India’s external debt grew by 8.2% in 2021-22: Finance ministry
The external debt as a ratio to gross domestic product (GDP) fell marginally to 19.9% at the end of March 2022 from 21.2% a year ago
India’s external debt grew by 8.2% at $620.70 billion on March 31, 2022 as compared to $573.7 billion on March 31, 2021. However, external debt as a ratio to gross domestic product (GDP) fell marginally to 19.9% at the end of March 2022 from 21.2% a year ago, Union finance ministry said on Monday.
“While 53.2% of it was denominated in US dollar, Indian rupee denominated debt, estimated at 31.2%, was the second largest,” it said in a statement.
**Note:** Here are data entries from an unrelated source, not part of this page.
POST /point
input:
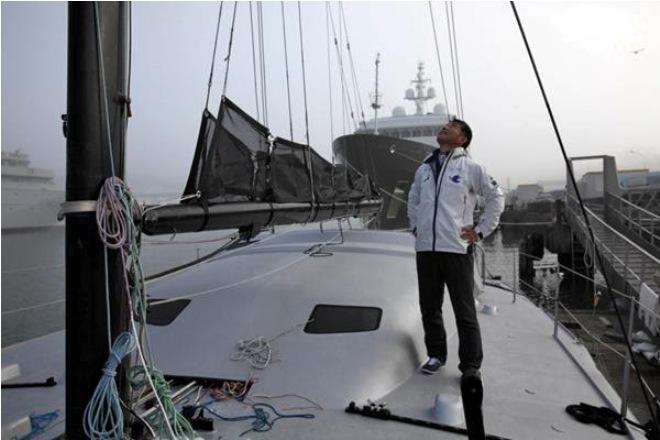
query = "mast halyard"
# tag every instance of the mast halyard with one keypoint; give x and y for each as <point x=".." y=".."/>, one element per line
<point x="421" y="94"/>
<point x="89" y="162"/>
<point x="376" y="96"/>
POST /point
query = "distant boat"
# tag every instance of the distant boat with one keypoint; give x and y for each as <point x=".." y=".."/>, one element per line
<point x="30" y="197"/>
<point x="390" y="149"/>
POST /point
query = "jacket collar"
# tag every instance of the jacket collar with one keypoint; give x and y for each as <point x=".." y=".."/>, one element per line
<point x="455" y="153"/>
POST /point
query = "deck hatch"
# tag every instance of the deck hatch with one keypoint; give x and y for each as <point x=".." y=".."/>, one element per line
<point x="164" y="314"/>
<point x="328" y="318"/>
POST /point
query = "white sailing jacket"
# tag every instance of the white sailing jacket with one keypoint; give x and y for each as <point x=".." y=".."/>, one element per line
<point x="438" y="210"/>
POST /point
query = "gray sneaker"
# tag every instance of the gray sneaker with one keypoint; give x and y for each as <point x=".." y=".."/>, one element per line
<point x="432" y="366"/>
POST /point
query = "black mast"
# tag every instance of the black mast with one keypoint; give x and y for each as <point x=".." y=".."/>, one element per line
<point x="88" y="165"/>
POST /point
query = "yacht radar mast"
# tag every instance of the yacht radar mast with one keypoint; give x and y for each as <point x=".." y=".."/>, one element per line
<point x="422" y="94"/>
<point x="376" y="97"/>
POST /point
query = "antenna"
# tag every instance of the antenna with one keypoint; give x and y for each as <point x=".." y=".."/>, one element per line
<point x="420" y="87"/>
<point x="375" y="97"/>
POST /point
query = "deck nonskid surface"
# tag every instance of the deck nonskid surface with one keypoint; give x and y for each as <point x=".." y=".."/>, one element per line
<point x="528" y="378"/>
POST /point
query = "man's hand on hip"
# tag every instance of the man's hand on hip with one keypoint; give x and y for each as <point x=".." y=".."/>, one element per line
<point x="469" y="234"/>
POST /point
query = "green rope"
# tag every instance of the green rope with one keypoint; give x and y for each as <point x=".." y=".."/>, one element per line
<point x="180" y="425"/>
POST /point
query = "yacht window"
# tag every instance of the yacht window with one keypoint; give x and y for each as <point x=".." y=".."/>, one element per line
<point x="328" y="318"/>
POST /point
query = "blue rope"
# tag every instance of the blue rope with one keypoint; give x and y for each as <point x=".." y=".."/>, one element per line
<point x="103" y="418"/>
<point x="261" y="419"/>
<point x="41" y="423"/>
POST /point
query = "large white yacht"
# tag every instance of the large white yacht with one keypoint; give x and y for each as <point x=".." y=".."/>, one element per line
<point x="30" y="197"/>
<point x="390" y="149"/>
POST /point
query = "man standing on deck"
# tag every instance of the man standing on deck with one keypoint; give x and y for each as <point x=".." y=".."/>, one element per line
<point x="440" y="205"/>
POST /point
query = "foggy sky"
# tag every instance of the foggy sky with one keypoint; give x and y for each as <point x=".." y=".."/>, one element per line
<point x="605" y="97"/>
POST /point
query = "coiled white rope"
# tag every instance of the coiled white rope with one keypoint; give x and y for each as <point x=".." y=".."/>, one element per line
<point x="103" y="418"/>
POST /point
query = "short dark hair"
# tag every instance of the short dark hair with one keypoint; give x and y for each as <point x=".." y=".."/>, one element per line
<point x="465" y="129"/>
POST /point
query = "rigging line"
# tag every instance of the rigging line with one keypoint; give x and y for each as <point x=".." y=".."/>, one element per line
<point x="327" y="31"/>
<point x="215" y="47"/>
<point x="302" y="61"/>
<point x="286" y="67"/>
<point x="103" y="93"/>
<point x="308" y="149"/>
<point x="343" y="97"/>
<point x="346" y="98"/>
<point x="584" y="213"/>
<point x="254" y="67"/>
<point x="458" y="72"/>
<point x="453" y="64"/>
<point x="262" y="56"/>
<point x="228" y="58"/>
<point x="437" y="53"/>
<point x="353" y="72"/>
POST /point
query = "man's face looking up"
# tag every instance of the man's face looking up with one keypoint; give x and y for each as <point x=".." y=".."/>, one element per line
<point x="451" y="135"/>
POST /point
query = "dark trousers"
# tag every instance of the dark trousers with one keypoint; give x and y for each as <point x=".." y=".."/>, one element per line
<point x="434" y="270"/>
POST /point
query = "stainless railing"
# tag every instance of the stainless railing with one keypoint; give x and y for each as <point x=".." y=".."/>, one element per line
<point x="557" y="305"/>
<point x="639" y="221"/>
<point x="619" y="250"/>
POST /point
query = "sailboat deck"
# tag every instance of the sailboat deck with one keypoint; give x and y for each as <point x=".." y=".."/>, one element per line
<point x="272" y="287"/>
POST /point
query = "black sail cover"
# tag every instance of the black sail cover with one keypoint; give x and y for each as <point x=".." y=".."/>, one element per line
<point x="233" y="162"/>
<point x="230" y="158"/>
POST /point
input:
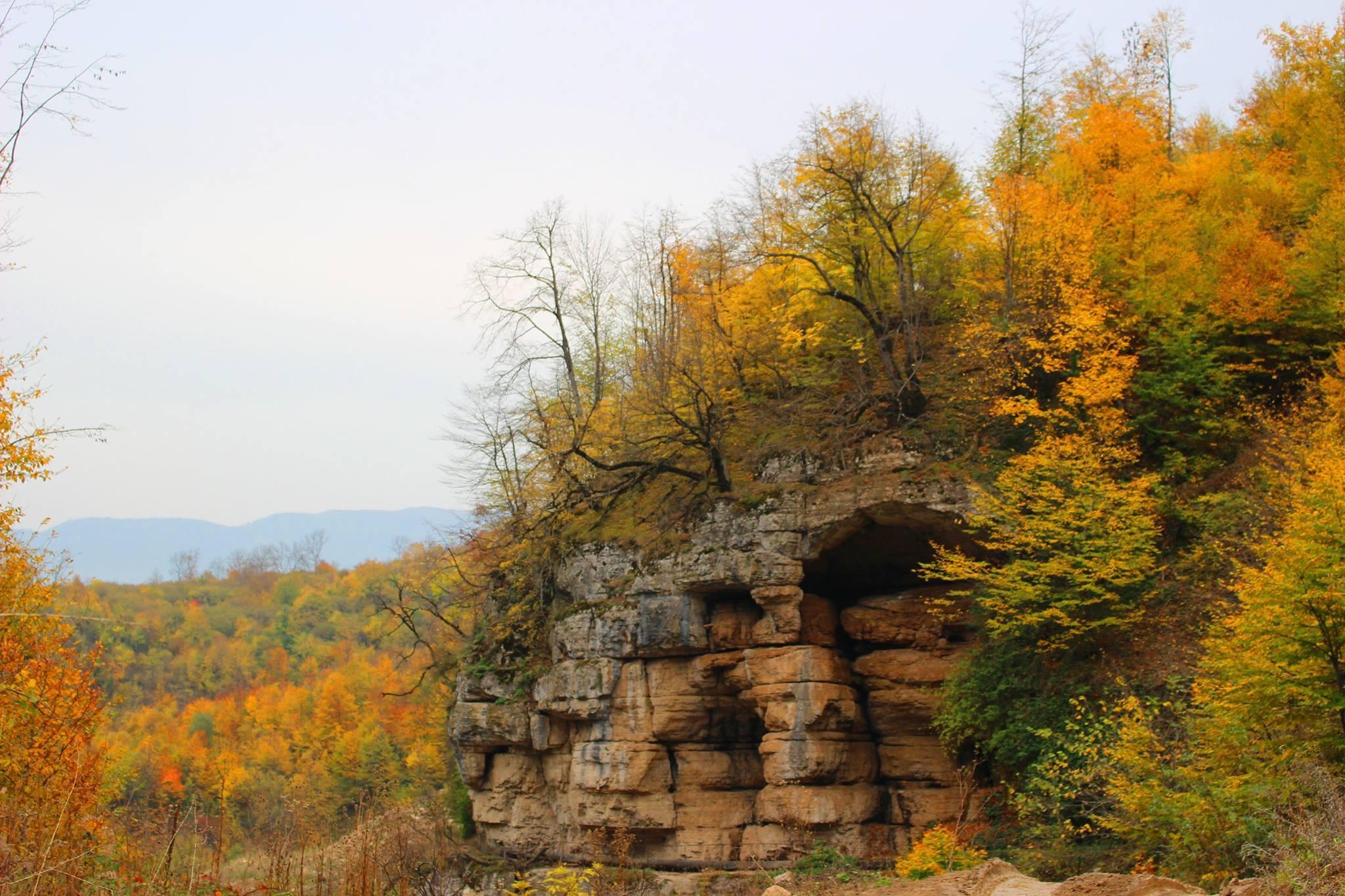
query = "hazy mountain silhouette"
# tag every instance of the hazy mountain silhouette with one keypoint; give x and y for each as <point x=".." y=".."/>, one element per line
<point x="132" y="550"/>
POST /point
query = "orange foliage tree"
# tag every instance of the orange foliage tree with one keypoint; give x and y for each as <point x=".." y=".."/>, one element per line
<point x="50" y="706"/>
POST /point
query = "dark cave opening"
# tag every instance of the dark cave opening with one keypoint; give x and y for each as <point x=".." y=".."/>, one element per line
<point x="880" y="553"/>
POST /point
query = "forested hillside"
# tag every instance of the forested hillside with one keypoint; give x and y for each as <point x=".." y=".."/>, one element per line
<point x="1124" y="330"/>
<point x="1124" y="326"/>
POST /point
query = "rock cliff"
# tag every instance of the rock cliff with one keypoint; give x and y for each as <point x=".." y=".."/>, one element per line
<point x="766" y="687"/>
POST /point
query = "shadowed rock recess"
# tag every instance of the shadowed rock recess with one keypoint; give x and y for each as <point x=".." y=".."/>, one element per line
<point x="767" y="687"/>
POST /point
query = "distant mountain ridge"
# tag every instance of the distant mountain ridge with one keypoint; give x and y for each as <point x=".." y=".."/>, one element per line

The data for 2021-22 has been issued by the External Debt Management Unit (EDMU) in the department of economic affairs (DEA) of the finance ministry.
External debt as a ratio to GDP “fell marginally” to 19.9% at end-March 2022 from 21.2% a year ago, it said. “Foreign currency reserves as a ratio to external debt stood slightly lower at 97.8% as at end-March 2022 than 100.6% a year ago,” it added.
The long-term debt estimated at $499.1 billion, constituted the largest chunk of 80.4%, while the short-term debt, at $121.7 billion, accounted for 19.6% of the total, it said. “The short-term trade credit was predominantly in the form of trade credit (96 per cent) financing imports,” it added.
Commercial borrowings (CBs), NRIs deposits, short-term trade credit and multilateral loans together accounted for 90 per cent of the total external debt. While NRI deposits marginally contracted during end-March 2021 and end-March 2022, CBs, short-term trade credit and multilateral loans, on the other hand, expanded during the same period. The rise in CBs, short-term trade credit and multilateral loans together was significantly larger than the contraction in NRI deposits, it said.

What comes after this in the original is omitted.